カープダイアリー第8284話「左の被打率1割代の右腕を左で攻略、首位ロッテ相手に幕張の風に泳ぐ赤いコイ」(2023年6月9日)

北の大地から臨海幕張新都心へ…一夜にしてガラリと変わる環境の中で、パ・リーグ首位を相手にどう戦うか?ZOZOマリンスタジアムの風速計表示は「上空5m」程度でいつもよりずいぶん控え目だったが、追い風は赤いスタンドも含めてビジターサイドに吹いていた。

オリックス、ソフトバンクに連敗した6月2日、開幕から50試合を消化した時点で11度目の勝率5割ラインまで後退した。しかも交流戦1勝3敗、単独最下位。「ほーらね…」の声がきっと首脳陣の耳にも届いたはずだ。

ソフトバンクとの初戦に先発した床田は六回、柳田に2ランをかち上げられ、左肘炎症によるローテ離脱からの復帰戦を白星で飾ることができなかった。
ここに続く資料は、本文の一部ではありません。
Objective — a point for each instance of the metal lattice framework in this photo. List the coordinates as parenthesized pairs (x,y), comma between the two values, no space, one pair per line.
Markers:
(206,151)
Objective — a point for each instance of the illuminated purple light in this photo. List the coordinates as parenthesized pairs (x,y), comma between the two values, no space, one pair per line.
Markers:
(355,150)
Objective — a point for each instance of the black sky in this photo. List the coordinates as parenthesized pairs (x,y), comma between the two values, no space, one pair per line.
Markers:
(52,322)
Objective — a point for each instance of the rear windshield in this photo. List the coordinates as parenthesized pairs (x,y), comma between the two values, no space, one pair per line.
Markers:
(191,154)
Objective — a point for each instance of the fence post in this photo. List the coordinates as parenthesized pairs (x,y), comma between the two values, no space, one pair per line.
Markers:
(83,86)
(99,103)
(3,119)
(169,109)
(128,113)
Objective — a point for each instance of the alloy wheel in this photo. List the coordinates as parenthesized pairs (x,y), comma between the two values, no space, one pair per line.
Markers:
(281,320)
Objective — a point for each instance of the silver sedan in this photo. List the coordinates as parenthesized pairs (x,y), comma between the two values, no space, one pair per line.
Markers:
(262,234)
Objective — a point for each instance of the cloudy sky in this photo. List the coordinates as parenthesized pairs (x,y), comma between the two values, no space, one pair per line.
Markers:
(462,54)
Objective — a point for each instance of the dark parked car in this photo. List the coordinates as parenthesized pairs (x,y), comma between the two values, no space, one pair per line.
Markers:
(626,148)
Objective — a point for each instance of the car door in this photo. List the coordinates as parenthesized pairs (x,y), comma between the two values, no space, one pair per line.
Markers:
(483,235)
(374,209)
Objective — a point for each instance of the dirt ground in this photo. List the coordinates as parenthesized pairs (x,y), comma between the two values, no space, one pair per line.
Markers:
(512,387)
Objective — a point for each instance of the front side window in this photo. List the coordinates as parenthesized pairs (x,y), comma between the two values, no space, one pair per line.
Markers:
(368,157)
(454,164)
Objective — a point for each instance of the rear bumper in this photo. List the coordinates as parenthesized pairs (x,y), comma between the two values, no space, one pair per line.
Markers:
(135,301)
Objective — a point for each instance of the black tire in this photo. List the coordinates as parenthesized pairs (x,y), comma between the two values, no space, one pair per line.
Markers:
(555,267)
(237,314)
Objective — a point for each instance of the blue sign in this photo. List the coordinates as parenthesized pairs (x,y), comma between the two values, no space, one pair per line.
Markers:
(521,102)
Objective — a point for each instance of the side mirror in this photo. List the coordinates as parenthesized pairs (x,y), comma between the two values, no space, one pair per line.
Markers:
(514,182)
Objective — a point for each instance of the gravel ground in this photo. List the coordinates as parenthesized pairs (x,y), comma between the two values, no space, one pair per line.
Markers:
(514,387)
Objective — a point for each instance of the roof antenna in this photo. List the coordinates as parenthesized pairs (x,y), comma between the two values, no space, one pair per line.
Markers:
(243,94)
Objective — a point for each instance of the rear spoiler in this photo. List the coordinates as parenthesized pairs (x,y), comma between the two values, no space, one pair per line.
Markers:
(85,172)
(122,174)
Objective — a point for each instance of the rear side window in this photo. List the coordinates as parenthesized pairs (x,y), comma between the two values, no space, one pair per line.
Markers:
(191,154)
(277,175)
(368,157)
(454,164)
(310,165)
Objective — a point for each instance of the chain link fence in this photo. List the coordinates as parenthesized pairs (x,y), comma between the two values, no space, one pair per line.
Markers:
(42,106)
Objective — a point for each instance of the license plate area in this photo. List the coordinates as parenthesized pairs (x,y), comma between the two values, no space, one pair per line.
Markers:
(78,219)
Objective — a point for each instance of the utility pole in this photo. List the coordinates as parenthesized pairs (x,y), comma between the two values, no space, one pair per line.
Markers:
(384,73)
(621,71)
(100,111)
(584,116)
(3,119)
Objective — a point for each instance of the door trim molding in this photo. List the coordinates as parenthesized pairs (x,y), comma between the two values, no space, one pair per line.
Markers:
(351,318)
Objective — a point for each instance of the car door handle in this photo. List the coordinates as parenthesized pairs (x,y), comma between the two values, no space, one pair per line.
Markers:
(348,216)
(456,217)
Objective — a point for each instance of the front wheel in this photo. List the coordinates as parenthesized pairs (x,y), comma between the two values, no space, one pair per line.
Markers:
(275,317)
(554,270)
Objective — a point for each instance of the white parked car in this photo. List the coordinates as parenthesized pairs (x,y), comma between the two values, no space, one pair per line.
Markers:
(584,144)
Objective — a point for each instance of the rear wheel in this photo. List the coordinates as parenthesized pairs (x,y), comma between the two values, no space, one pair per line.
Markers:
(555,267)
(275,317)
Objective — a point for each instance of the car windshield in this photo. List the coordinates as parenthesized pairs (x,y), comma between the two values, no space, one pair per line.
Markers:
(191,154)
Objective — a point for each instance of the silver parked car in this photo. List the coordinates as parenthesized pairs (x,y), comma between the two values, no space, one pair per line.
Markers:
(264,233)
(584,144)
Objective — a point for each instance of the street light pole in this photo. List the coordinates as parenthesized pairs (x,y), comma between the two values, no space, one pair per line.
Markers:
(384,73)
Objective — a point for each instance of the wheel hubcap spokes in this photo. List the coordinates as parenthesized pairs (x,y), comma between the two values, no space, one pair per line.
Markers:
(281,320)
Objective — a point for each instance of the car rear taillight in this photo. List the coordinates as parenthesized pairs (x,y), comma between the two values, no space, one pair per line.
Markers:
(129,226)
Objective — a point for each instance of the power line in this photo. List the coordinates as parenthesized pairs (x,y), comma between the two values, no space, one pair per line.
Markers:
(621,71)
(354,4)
しかしそこからまた盛り返す、新井カープに宿りつつある反発力とは、そいうものなのだろう。

森下-曾澤で7回無失点(勝ち投手森下)
アンダーソン-坂倉で5回無失点(負け投手栗林)
大瀬良-曾澤で6回2失点(勝ち投手栗林)
九里-坂倉で7回無失点(勝ち投手九里)
コルニエル-坂倉で7回2失点(勝ち投手コルニエル)…

先発陣の安定感+曾澤&坂倉のリード+バックの堅い守りで4勝1敗。チームの貯金は最多タイの3まで増えた。しかも日本ハム相手に3連勝。直近5試合で計17得点、1試合平均3点ちょっとでも勝利を引き寄せる、ディフェンス主体の闘いだ。
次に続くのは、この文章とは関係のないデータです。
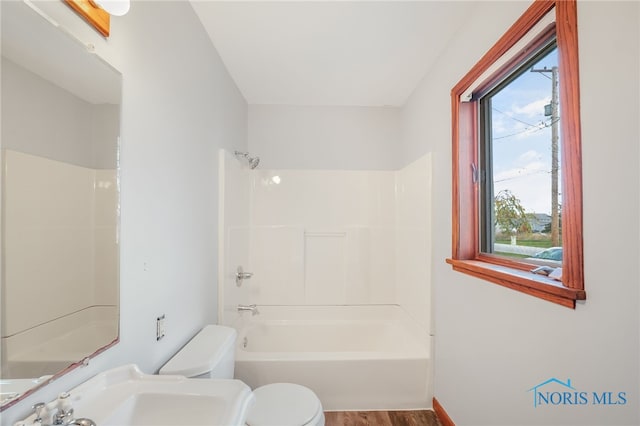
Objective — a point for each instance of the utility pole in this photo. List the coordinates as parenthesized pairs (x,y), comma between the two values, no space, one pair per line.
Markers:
(555,119)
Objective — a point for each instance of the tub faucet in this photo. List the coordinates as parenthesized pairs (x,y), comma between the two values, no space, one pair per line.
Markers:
(253,308)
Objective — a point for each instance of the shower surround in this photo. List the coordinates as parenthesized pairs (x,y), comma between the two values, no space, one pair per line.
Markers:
(337,257)
(326,237)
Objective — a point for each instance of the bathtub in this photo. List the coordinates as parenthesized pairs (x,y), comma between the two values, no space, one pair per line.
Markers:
(51,347)
(352,357)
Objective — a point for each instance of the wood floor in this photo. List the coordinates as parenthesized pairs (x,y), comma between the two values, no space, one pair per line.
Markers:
(381,418)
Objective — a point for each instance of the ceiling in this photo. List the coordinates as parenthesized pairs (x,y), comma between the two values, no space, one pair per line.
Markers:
(23,31)
(357,53)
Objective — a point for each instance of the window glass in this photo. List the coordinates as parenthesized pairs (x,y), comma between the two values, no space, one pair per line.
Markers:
(519,154)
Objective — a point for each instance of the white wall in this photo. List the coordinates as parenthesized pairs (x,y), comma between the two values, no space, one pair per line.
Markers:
(179,106)
(43,119)
(493,344)
(330,138)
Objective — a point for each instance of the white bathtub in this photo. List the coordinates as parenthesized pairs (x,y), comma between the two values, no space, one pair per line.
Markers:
(352,357)
(51,347)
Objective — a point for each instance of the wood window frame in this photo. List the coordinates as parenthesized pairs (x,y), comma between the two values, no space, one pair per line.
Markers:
(466,256)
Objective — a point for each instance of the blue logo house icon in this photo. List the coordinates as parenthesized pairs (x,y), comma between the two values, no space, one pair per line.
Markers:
(564,394)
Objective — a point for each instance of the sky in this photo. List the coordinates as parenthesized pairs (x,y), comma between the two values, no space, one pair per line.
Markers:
(522,138)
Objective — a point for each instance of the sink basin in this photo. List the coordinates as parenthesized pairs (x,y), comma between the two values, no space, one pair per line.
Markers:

マツダスタジアムでの敗戦から中6日、ZOZOマリンのマウンドに上がった床田は初回7球でアウト3つ、二回も7球で片付けた。戦線離脱の影響で規程投球回に届かなくなっていたから、長いイニングを投げることを強く意識して坂倉のリードに頷いた。

2点リードの四回に1点を返されても果敢に攻める投球スタイルを継続、パームを織り交ぜながら8回101球4安打で九回を矢崎に託し、3対2のスコアで5勝目を掴んだ。
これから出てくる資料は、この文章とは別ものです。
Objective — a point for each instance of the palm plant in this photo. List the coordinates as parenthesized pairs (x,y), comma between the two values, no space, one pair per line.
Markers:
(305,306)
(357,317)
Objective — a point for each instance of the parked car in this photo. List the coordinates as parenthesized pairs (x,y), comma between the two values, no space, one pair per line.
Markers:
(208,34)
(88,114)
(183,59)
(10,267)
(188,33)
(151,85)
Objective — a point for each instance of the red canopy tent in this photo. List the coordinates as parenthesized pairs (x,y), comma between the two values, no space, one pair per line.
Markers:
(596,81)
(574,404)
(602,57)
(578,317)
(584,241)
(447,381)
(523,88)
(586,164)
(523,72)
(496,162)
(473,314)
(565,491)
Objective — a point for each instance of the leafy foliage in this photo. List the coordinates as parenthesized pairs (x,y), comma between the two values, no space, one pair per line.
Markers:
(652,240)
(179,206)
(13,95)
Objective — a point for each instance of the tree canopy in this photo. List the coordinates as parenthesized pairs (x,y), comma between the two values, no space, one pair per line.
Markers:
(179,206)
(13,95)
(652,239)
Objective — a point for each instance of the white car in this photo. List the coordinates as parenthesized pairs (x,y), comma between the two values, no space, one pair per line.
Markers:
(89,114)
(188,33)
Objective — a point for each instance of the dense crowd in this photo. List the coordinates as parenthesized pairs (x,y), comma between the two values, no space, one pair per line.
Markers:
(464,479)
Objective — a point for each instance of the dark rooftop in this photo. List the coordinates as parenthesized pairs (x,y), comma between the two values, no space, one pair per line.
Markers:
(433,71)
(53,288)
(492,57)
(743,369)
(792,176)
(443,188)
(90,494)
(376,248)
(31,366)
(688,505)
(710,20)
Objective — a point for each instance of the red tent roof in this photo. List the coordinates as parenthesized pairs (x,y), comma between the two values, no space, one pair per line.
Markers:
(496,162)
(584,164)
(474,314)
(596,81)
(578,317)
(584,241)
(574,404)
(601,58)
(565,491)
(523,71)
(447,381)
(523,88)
「ふたりでリレーできたらいいねってずっと話していたんで、7年かかりましたけどようやくできて良かったです」

2016年ドラフト3位の床田はヒーローインタビューで同年ドラフト1位矢崎との共同作業による成果を口にした。すでに5月9日の長良川球場で中日相手に待望の勝ちとセーブを記録してはいたが、この時は島内にもホールドがついた。

左腕を援護したのも、左打者の共同作業だった。

・先発オーダー
菊池
龍馬
秋山
松山
坂倉
ライアン
田中広輔
マット(二軍再調整から再合流)
野間

ロッテ先発の西野は昨季、先発なしながら今季はここまでローテを守り7試合6勝1敗、ハーラートップ、しかも左打者の被打率・159という状況にあった。

新井監督はこれらのデータを前にしても常々口にする「まず自分たちの状態から」という姿勢を崩さなかった。

三回の先制点は4人の左打者“共演”によって導かれた。先頭の田中広輔が右前打、マット空振り三振、野間左前打で一、二塁、菊池空振り三振でツーアウトとなって龍馬が粘った末にまず中前に適時打を放ち、秋山も続いた。

ポイントゲッターの龍馬と秋山は北広島での第2、第3戦でともにヒットなしという珍しい状況に陥っていた。

それをプラスの力に変えるのがふたりの最大の魅力でもある。

「僕と秋山さん、2試合続けてヒットを打てていなかったので、お先ですと秋山さんに告げてから行った」(龍馬)

「きのう、おととい打てておらず、どっちが打つかと龍馬と話してました。龍馬が先に打ったので打てて良かったです」(秋山)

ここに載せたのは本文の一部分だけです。